CUMULATIVE ATTENTION BASED STREAMING TRANSFORMER ASR WITH INTERNAL LANGUAGE MODEL JOINT TRAINING AND RESCORING
Mohan LI (Toshiba Europe Ltd); Cong-Thanh Do (Toshiba Research Europe Ltd.); Rama S Doddipatla (Toshiba Europe LTD)
-
SPS
IEEE Members: $11.00
Non-members: $15.00
This paper presents an approach to improve the performance of streaming Transformer ASR by introducing an internal language model (ILM) as a part of the decoder layers. In the recently proposed cumulative attention (CA) based streaming ASR system, only the last or top few decoder layers are equipped with the CA module.

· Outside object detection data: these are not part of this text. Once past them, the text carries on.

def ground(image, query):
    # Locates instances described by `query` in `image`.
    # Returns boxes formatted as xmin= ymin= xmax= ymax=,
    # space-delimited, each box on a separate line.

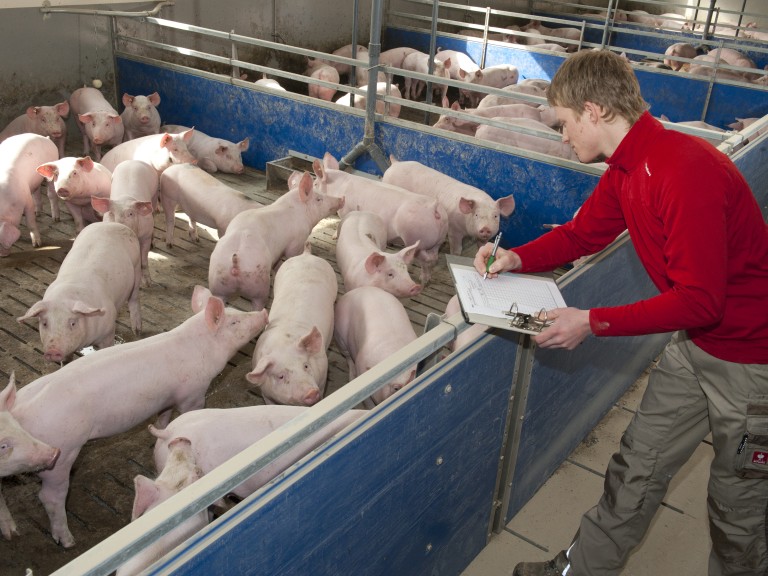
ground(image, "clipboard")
xmin=446 ymin=255 xmax=566 ymax=334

Thus in this work, we propose to train the bottom (non-CA) layers as an ILM using an auxiliary LM loss jointly with the rest of the system. During inference, the outputs of the ILM are interpolated with those of the entire Transformer decoder as done in the conventional external language model (ELM) rescoring. The paper also proposes a refinement to the CA algorithm known as CTC look-ahead, in order to improve the precision of endpoint detection. Experiments conducted on AIShell-1, Aidatatang and Librispeech datasets show that the proposed ILM rescoring method achieves on par or better ASR performance when compared to the ELM rescoring baseline. Also, the CTC look-ahead strategy effectively alleviates the early end-of-speech (EOS) triggering issue suffered by the CA module, without bringing noticeable latency degradation.